American Electric Power Co., meanwhile, has retained Morgan Stanley & Co. to evaluate the possible sale of its AEP subsidiary that operates river barges that serve the major U.S. electric utility’s competitive power plants.

Gary Quinn, vice president of sales for Madisonville, Kentucky-based Southern Coal Handling, said coal trains were being unloaded in March at Four Rivers, located near Paducah at Ohio River mile marker 943. While Quinn did not disclose how much coal was being loaded onto barges at the terminal, he said coal was coming from both the high-sulfur Illinois Basin, in which western Kentucky is located, and the low-sulfur Powder River Basin.

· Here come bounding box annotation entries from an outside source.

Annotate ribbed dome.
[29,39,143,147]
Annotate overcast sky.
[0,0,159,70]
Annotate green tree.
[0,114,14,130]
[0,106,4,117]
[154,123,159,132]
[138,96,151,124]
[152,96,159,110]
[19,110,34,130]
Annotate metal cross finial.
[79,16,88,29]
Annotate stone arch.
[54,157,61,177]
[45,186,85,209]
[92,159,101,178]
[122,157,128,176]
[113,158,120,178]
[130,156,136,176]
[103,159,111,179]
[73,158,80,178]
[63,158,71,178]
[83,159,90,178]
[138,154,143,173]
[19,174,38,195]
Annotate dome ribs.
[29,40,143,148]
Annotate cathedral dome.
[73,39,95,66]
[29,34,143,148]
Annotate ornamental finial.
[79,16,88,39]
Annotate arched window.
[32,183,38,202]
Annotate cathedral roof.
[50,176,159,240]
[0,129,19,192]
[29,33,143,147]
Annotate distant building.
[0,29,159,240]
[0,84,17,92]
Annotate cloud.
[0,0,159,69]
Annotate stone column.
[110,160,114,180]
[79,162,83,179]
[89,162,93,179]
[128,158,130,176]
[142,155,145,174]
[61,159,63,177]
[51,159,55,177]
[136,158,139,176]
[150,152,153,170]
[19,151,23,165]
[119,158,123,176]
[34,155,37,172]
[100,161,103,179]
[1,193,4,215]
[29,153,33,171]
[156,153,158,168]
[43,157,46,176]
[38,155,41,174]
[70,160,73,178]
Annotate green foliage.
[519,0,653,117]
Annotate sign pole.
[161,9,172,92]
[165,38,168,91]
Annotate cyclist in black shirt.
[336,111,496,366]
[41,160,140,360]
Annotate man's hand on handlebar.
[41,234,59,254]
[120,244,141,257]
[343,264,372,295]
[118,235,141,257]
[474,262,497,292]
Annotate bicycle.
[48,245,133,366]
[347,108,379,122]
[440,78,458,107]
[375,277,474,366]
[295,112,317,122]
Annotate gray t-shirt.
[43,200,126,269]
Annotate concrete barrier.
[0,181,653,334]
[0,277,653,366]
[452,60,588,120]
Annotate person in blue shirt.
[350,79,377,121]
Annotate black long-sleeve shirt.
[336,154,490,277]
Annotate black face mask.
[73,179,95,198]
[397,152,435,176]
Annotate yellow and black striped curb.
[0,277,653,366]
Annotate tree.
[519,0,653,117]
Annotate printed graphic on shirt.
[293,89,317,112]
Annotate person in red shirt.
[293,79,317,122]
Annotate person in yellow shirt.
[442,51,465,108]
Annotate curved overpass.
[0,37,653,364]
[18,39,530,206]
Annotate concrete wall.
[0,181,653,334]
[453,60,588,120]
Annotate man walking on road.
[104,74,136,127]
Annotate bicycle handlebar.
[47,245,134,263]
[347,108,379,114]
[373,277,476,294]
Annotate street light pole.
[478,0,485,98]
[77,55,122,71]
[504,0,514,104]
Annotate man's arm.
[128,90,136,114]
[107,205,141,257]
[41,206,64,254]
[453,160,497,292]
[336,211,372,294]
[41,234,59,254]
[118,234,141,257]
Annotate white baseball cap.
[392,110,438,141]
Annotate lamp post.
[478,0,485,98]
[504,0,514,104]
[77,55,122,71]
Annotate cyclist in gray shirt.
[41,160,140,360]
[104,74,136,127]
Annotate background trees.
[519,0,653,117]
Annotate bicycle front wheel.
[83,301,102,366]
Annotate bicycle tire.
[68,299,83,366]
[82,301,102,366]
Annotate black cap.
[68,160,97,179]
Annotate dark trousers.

Four Rivers has an annual throughput capacity of more than 10 million tons. SCH believes the terminal is strategically situated to barge coal to electric utility customers along the Ohio River or down the Mississippi River to the Gulf of Mexico where it can be loaded onto ocean-going vessels for the journey overseas.
This summer, the company plans to add stockpiling capacity at the terminal. Currently, all coal has to be transloaded from rail to barge.

The terminal project encountered some opposition when it was proposed for a different location along the river near Paducah. But in 2012, SCH acquired 230 acres of land already zoned industrial from Paducah Economic Development, the economic development agency for Paducah and surrounding McCracken County.

SCH also operates the Calvert City Terminal on the Tennessee River in western Kentucky and the Pride Terminal on the Tennessee River near Tuscumbia, Alabama. Calvert has an annual throughput of 12 million tons and Pride has about 10 million tons.

AEP said in March it hopes to complete the review of potential alternatives for its AEP River Operations LLC subsidiary “as promptly as practicable.” There are no assurances that any particular alternative will be pursued or that any transaction will result from Morgan Stanley’s evaluation, it added.

River Operations delivers bulk commodities including coal, grain, steel, ores and other products, using a fleet of 58 towboats, 2,269 barges and employing nearly 1,100 people. It delivers about 45 million tons of products annually, including some 10 million tons of coal, to AEP’s unregulated power plants mostly along the Ohio River.

However, AEP said the review does not include its “captive business” that hauls coal to the Columbus, Ohio-based company’s regulated power plants. Cook Coal Terminal at Metropolis, Illinois, is part of that business, as are operations in Paducah and in Convent, Algiers and Belle Chase, Louisiana. River Operations is headquartered in Chesterfield, Missouri, a St. Louis suburb.

The captive business delivers about 21 million tons of coal annually, using 12 towboats, 509 barges and with 250 employees.